If I may be opinionated for a moment... `fork`, as implemented in
Unix, was a matter of expediency and less of design: it was easy and
relatively cheap to implement in PDP-7 assembler (Dennis Ritchie said
precisely "27 lines of assembly code"), and at least Ken Thompson
would have been familiar with `fork` as implemented in the Bekerely
timesharing system.
(https://www.nokia.com/bell-labs/about/dennis-m-ritchie/hist.html)
However, `Unix` fork is the pauper cousin of its GENIE antecedent, was
orthogonal to some other Unix-isms, and has not aged gracefully into
the multithreaded age. In general, these days, it's a poor example of
a primitive in the modern age. This paper from HotOS'19 goes into some
of the details and is worth a read:
https://www.microsoft.com/en-us/research/uploads/prod/2019/04/fork-hotos19.pdf
Still, the utility of being able to do things in the child, like
modify file descriptors and so on, before executing a different
program is useful, and it would be nice to retain that. A solution
lies in refuting the assertion that the only viable alternative to
fork/exec is spawn.
An approach that would work better these days would be retaining two
operations, but changing the dividing line between what they do.
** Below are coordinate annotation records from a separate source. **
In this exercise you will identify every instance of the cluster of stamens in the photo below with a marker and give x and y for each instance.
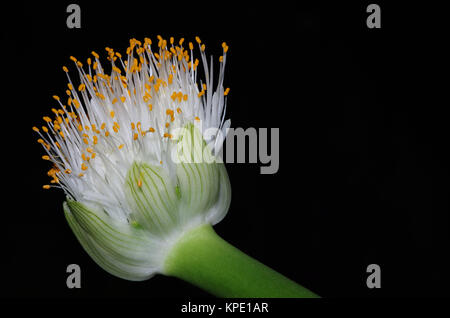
(148, 92)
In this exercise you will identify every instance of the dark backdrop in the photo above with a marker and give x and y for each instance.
(363, 172)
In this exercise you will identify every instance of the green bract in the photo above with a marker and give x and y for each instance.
(166, 201)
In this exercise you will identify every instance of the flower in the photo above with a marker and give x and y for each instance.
(121, 150)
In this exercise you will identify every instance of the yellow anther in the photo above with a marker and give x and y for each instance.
(115, 68)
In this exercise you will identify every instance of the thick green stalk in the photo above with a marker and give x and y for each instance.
(204, 259)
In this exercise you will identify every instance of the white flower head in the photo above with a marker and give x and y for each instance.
(120, 148)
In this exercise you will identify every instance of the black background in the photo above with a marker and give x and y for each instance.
(364, 134)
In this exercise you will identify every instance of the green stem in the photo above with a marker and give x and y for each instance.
(204, 259)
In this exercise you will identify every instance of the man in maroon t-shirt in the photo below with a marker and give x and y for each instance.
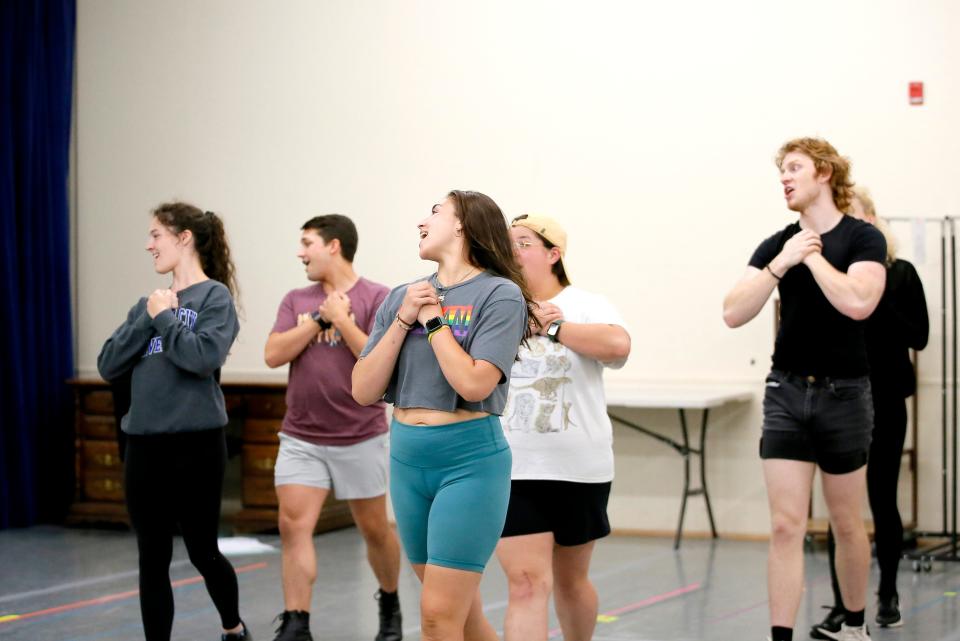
(327, 439)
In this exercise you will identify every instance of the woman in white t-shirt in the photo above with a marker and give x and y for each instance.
(562, 441)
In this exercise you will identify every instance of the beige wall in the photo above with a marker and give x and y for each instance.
(647, 128)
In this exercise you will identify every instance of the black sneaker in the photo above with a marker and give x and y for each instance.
(829, 628)
(243, 635)
(294, 626)
(888, 612)
(391, 623)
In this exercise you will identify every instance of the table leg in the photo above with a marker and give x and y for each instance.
(703, 469)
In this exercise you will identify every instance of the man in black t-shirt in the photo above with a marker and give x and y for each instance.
(817, 409)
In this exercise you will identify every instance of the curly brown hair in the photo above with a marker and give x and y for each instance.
(826, 160)
(488, 241)
(210, 240)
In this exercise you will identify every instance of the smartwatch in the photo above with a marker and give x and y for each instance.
(553, 331)
(318, 319)
(434, 324)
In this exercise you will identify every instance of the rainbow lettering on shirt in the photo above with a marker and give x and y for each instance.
(457, 317)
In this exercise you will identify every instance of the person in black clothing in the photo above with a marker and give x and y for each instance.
(817, 410)
(172, 346)
(900, 323)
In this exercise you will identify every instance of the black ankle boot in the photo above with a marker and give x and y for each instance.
(243, 635)
(294, 626)
(391, 623)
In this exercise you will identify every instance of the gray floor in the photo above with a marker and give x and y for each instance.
(79, 585)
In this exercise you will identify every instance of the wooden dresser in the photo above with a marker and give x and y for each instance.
(257, 407)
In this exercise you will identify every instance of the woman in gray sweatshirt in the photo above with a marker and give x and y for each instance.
(173, 343)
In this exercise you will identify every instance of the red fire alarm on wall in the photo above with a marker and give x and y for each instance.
(916, 93)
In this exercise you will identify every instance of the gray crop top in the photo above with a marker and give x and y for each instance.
(488, 317)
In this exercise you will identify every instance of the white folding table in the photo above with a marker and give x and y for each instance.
(680, 398)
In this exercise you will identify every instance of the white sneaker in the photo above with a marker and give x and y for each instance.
(859, 633)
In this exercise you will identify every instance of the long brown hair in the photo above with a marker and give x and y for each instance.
(487, 237)
(209, 238)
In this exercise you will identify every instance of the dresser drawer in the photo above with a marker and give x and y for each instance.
(103, 485)
(258, 460)
(101, 455)
(262, 430)
(98, 402)
(266, 405)
(97, 427)
(258, 491)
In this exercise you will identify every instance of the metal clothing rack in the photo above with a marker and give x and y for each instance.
(946, 549)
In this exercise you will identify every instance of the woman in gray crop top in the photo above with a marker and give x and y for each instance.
(172, 346)
(441, 351)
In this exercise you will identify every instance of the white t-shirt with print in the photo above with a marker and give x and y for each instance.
(556, 415)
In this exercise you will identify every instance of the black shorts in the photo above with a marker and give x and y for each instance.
(576, 513)
(827, 421)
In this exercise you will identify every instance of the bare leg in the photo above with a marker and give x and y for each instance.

A
process creation primitive could be combined with a few system calls
that let's a parent manipulate the state of a (new) child (e.g., to
pass file descriptors, credentials, and so on, to it), and then a
primitive to mark the new process as runnable. Such a scheme actually
maps closer to the original `fork` from GENIE (and, IIRC, from
TENEX/TOPS-20) than Unix fork does, and avoids pretty much all of the
issues from the HotOS paper. Note that this could be used to make
`exec` effectively a library call (and in particular, binary parsing
of executable images could happen entirely in userspace).
> When a process did a fork() it bascially swappped out the process' address
> space, assigned the swapped copy to the old process, left the swapped in copy in
> the new process, and just incremented the counts on all the open files.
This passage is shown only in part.